A third crash made Howie turn again. Not far from the radio masts, a gap had appeared in the surface. Howie walked towards it, staying on the hard-packed surface of the ski-way. In a minute he stood at the edge of a rectangular pit. At the bottom, buried in powdery snow, was the ruin that had been the radio shack.
“Oh…” He kicked the snow, sending a miniature avalanche down into the pit. “Oh, shit.”
Herm Northrop’s chair threw him across the control panel, then slid back and fell over. The fluorescent lights flickered but stayed on. Herm got to his feet and gripped the edge of the panel, ignoring the floor’s vibration as he watched the readouts. If anything in the cooling system had been seriously damaged, he would have to go at once to emergency shutdown.
After what seemed like a long time, his electric kettle and teapot fell off a nearby table. Books cascaded from their shelves. Through the lead-lined door to Tunnel E, Herm could hear muffled crashes.
Thirty seconds after the last shock, the reactor building was creaking as it resettled itself; the floor continued to tremble slightly. Herm took off his glasses and polished them on his necktie. Then he righted his chair, sat down and studied the control panel slowly and meticulously. Everything was normal. He got up and opened the door to the cold porch, went through and looked down the tunnel.
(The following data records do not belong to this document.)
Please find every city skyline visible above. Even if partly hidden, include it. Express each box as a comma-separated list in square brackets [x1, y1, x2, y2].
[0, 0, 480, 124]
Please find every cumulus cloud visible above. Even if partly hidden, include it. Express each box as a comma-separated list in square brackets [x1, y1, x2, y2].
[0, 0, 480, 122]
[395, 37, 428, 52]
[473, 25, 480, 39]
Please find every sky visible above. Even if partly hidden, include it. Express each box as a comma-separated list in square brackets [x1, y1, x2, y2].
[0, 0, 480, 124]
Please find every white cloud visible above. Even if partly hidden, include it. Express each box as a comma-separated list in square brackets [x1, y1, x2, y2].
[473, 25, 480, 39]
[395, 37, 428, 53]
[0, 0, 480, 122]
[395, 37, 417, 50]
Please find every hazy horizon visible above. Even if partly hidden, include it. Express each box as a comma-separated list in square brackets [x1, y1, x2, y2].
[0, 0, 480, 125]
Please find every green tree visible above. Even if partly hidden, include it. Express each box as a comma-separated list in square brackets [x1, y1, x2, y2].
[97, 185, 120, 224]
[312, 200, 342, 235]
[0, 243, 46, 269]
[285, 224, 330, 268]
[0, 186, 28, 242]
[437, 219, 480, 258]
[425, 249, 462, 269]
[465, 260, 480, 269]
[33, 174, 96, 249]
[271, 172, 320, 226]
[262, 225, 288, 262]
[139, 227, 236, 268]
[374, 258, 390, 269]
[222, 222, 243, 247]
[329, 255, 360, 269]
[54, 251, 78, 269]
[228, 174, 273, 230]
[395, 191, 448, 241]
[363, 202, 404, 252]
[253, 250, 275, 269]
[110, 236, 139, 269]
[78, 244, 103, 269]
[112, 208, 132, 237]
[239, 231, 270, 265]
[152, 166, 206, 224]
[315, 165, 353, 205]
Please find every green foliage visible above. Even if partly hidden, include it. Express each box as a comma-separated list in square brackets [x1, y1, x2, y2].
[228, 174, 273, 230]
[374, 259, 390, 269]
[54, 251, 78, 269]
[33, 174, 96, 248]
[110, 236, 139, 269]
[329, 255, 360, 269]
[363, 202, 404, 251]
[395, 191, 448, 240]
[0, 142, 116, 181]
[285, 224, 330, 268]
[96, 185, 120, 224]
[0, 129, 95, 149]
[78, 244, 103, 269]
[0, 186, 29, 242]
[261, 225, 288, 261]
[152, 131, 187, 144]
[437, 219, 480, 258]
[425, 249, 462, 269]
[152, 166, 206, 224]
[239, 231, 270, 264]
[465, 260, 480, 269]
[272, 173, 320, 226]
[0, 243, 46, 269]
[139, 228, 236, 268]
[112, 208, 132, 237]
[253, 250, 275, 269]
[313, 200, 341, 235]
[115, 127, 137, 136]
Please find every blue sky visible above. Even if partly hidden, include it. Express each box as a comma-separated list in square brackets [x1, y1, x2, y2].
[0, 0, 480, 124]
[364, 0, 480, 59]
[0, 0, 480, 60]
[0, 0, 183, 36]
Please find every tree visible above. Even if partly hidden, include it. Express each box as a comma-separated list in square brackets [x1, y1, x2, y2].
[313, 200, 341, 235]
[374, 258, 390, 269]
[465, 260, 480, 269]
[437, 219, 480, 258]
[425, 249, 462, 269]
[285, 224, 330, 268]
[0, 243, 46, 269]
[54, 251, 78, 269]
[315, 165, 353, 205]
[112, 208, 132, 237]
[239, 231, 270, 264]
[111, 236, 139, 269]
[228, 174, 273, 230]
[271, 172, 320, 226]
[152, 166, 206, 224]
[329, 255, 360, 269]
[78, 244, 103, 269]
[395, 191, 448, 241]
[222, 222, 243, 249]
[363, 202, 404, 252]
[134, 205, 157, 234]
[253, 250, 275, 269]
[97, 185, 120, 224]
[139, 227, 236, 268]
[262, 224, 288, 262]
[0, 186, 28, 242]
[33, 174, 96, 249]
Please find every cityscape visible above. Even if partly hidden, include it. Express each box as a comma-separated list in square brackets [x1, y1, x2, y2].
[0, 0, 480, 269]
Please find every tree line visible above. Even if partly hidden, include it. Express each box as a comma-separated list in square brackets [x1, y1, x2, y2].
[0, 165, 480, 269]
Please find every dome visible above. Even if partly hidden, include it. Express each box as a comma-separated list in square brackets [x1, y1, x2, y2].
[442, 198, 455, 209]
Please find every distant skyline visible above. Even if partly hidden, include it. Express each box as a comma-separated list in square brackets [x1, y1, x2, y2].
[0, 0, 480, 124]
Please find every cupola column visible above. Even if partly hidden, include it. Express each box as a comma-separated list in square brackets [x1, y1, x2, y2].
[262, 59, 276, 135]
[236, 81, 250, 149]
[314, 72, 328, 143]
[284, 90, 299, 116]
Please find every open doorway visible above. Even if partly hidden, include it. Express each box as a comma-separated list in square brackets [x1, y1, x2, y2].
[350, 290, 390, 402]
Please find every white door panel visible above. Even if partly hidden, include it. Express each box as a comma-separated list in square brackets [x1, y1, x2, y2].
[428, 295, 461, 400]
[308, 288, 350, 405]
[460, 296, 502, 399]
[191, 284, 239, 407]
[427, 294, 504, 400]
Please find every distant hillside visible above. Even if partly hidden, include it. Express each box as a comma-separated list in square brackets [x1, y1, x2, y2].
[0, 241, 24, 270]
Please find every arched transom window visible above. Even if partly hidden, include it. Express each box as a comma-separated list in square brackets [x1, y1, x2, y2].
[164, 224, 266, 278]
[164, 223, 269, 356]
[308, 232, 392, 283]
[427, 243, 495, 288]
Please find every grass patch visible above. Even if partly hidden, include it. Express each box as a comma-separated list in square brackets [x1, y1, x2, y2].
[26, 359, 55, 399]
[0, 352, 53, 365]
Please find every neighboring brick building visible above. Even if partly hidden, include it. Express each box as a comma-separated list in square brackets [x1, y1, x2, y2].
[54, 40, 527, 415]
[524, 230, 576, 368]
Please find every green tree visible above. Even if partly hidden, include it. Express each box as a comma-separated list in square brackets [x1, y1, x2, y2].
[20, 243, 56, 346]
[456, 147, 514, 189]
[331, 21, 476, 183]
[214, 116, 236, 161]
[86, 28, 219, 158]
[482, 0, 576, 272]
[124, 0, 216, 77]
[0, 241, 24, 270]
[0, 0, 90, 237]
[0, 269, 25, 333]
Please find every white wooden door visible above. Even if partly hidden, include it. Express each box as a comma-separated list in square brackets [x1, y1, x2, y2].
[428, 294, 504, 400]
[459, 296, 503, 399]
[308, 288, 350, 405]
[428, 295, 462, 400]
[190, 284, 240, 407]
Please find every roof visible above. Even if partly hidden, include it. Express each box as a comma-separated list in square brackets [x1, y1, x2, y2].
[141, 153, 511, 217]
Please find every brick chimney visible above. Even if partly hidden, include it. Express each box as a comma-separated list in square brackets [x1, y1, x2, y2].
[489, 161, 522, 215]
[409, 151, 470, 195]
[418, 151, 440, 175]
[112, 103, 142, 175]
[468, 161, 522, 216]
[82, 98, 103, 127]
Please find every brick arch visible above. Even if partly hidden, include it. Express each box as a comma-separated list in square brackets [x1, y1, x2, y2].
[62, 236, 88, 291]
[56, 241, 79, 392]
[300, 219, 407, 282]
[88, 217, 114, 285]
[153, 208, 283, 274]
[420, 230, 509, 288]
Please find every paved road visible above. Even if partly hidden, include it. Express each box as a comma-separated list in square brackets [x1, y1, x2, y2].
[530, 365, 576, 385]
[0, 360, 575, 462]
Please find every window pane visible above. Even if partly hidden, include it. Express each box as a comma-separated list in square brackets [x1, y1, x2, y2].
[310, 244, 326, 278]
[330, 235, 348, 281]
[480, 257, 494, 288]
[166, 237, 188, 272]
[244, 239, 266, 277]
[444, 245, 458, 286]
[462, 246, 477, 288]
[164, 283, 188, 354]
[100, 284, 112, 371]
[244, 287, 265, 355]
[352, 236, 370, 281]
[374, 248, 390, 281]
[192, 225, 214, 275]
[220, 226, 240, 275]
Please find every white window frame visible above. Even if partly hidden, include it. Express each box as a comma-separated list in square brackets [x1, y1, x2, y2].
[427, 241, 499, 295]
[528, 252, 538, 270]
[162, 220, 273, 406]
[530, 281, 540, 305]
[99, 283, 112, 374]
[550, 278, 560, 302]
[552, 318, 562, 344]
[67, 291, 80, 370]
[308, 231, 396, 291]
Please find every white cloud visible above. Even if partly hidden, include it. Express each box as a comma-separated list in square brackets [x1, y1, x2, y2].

Shadows pounced at him and retreated as the tunnel lamps swung back and forth. Boxes, crates and drums that had been stacked along the walls were piled over the duckboards. Far down the tunnel something fell with the sound of breaking glass.
Herm went back inside; his glasses misted over at once. “Oh, for goodness’ sake,” he snapped, yanking them off. He bent myopically close to the telephone and punched Hugh’s number. After five rings someone picked it up. “Yes.”
“Oh, is that you, Carter? It’s Herm.”
“Anything serious?”
“Oh, not really. The reactor’s all right. What was that — an explosion?”
“Damned if I know. Maybe it was Steve’s earthquake. Hugh’s out checking the whole station.”
“He’ll have trouble reaching me. The tunnel’s blocked.”
“Did it collapse?”
“Heavens, no. Just the stuff stored along the walls. It’s a pretty mess.”
“Good. We’ll get to you as soon as we can. But the end of Tunnel A fell in on the radio shack.”
“No! Anyone hurt?”
“Don’t know yet. I’ll get back to you.”
Herm put down the phone. Then he put on his glasses, retrieved the kettle and made himself a pot of tea. He had to hold the pot with both hands while he poured, and even then some of the tea spilled. Herm wasn’t sure whether he was scared or merely excited.
Somehow Suzy carried Terry from the kitchen to the infirmary. Katerina was in the doorway, zipping up her anorak.
“He’s burned. He’s burned. Oh God, he’s burned.”
Katerina helped carry him inside. Terry was in shock; his trousers were soaked with the soup that had splashed boiling from the kettles when they fell off the stove. Beans, rice, tomatoes and onions steamed on the table as Katerina carefully cut the soaked cloth away from his legs.